Abstract
After identifying students at risk in the middle grades and describing these students’ assets for developing literacy, we provide direction for changing the literacy curriculum for these students using Critical Dialogue Instruction (CDI). A detailed example of this innovative instructional method is provided. The need for teachers, as models of literacy and higher order thought, to strengthen their relationships with students at risk is discussed.
In the middle grades, reading and writing are educational tools students must use to interact with text and teachers to express or clarify their ideas and feelings. Thus, students’ growth in literacy depends on their learning to apply a wide range of intrapersonal knowledge to varied extrapersonal reading and writing assignments (Gentile & McMillan, 1990). When they fail to derive, interpret, and construct meaning through literacy instruction, their skills lapse, they cannot function as students, and they are at grave risk of dropping or being pushed out of school (Ralph, 1988).

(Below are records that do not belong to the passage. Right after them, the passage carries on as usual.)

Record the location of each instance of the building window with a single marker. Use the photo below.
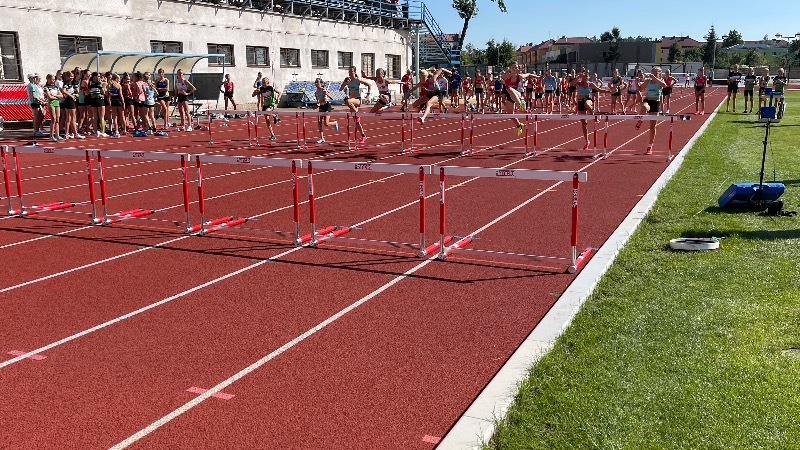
(290, 57)
(166, 47)
(319, 59)
(393, 68)
(69, 45)
(257, 56)
(345, 60)
(225, 49)
(368, 63)
(10, 69)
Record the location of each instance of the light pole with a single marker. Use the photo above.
(714, 56)
(788, 52)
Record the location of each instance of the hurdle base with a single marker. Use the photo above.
(581, 259)
(434, 247)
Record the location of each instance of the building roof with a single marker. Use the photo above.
(755, 45)
(685, 41)
(563, 40)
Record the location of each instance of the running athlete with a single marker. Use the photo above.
(670, 81)
(267, 98)
(428, 90)
(584, 88)
(749, 87)
(114, 95)
(633, 92)
(733, 86)
(700, 92)
(227, 91)
(162, 96)
(651, 87)
(183, 89)
(480, 87)
(382, 83)
(322, 95)
(353, 85)
(405, 84)
(512, 97)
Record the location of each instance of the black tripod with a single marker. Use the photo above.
(759, 196)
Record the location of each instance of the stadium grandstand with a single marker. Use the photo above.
(291, 42)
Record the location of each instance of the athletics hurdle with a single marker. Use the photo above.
(52, 206)
(315, 237)
(445, 250)
(108, 219)
(211, 226)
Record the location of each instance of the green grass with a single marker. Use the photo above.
(679, 350)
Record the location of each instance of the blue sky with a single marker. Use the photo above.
(535, 21)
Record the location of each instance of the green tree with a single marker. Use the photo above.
(753, 58)
(675, 53)
(467, 10)
(471, 55)
(734, 38)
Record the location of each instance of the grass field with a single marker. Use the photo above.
(685, 349)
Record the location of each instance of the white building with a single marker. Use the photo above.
(256, 36)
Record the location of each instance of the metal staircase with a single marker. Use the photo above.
(434, 50)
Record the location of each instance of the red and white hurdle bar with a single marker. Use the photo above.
(24, 211)
(330, 232)
(576, 259)
(207, 227)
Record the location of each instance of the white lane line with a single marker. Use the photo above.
(274, 354)
(144, 308)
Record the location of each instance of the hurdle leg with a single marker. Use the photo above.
(103, 198)
(18, 180)
(6, 182)
(312, 213)
(90, 179)
(442, 187)
(185, 182)
(296, 204)
(422, 251)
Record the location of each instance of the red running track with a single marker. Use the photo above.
(342, 346)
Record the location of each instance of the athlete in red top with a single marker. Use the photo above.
(700, 92)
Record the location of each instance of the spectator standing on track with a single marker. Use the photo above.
(36, 101)
(455, 86)
(353, 85)
(227, 91)
(749, 87)
(52, 95)
(733, 86)
(700, 92)
(69, 106)
(651, 88)
(322, 95)
(406, 83)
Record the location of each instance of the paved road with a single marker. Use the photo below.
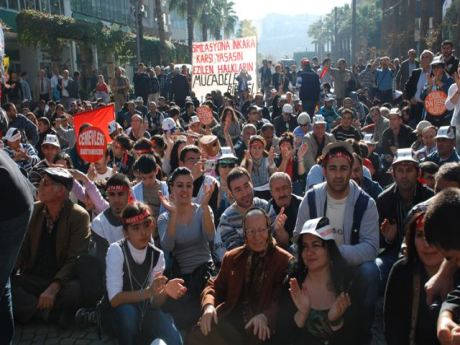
(39, 333)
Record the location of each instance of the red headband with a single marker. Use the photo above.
(118, 188)
(137, 218)
(420, 221)
(339, 154)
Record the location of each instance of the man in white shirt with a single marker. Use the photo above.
(453, 103)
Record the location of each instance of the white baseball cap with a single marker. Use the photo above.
(303, 118)
(319, 227)
(168, 124)
(287, 108)
(318, 119)
(13, 134)
(445, 132)
(113, 127)
(51, 139)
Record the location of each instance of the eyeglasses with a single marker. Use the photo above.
(227, 165)
(314, 247)
(46, 183)
(254, 232)
(144, 226)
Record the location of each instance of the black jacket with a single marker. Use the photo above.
(390, 206)
(410, 88)
(405, 138)
(403, 74)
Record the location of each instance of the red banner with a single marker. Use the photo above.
(435, 103)
(91, 144)
(100, 118)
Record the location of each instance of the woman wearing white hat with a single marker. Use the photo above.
(319, 288)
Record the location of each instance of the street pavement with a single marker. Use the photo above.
(39, 333)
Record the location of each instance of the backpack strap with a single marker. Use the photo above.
(311, 203)
(358, 213)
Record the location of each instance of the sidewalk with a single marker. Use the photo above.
(39, 333)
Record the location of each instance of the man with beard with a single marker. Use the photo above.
(394, 204)
(230, 233)
(353, 215)
(369, 186)
(285, 204)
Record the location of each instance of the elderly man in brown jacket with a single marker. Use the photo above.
(240, 305)
(58, 233)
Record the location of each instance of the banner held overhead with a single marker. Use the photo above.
(216, 64)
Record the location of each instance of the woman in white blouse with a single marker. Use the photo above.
(453, 103)
(136, 286)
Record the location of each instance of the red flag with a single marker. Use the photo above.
(323, 72)
(99, 117)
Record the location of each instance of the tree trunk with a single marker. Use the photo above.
(190, 13)
(424, 22)
(457, 34)
(204, 26)
(161, 29)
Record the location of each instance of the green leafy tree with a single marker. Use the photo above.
(246, 29)
(189, 9)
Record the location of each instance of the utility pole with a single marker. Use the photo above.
(336, 41)
(353, 32)
(139, 13)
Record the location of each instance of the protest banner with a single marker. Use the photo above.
(435, 103)
(91, 144)
(99, 117)
(204, 114)
(217, 64)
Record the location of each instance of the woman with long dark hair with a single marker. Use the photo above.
(185, 231)
(408, 319)
(319, 288)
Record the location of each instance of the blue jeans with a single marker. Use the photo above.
(12, 233)
(131, 329)
(384, 263)
(364, 296)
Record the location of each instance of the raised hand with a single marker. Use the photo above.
(302, 151)
(280, 220)
(300, 297)
(259, 324)
(339, 307)
(247, 156)
(167, 203)
(388, 230)
(271, 154)
(209, 315)
(175, 288)
(208, 190)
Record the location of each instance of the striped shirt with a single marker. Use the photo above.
(27, 163)
(229, 233)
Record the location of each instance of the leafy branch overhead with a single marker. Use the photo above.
(53, 31)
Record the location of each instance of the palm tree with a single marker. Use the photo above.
(161, 27)
(222, 18)
(188, 9)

Whereas other agencies have identified specific roles for professionals working with students at risk in the middle school, education has yet to define a clear role for classroom teachers in the development of their literacy. In this article, we present an innovative instructional approach called Critical Dialogue Instruction (CDI) that is based on at‐risk students’ background knowledge and experiences. The approach uses a triangular curriculum of excerpts from literature, audio / videotapes, and expository text to alter the way these students are taught to read and write in the middle grades. It emphasizes the development of the language and higher order thinking skills students need to succeed with content‐area assignments. Before introducing the reader to CDI, we briefly identify students likely to be at risk in the middle grades and describe these students’ assets for developing literacy.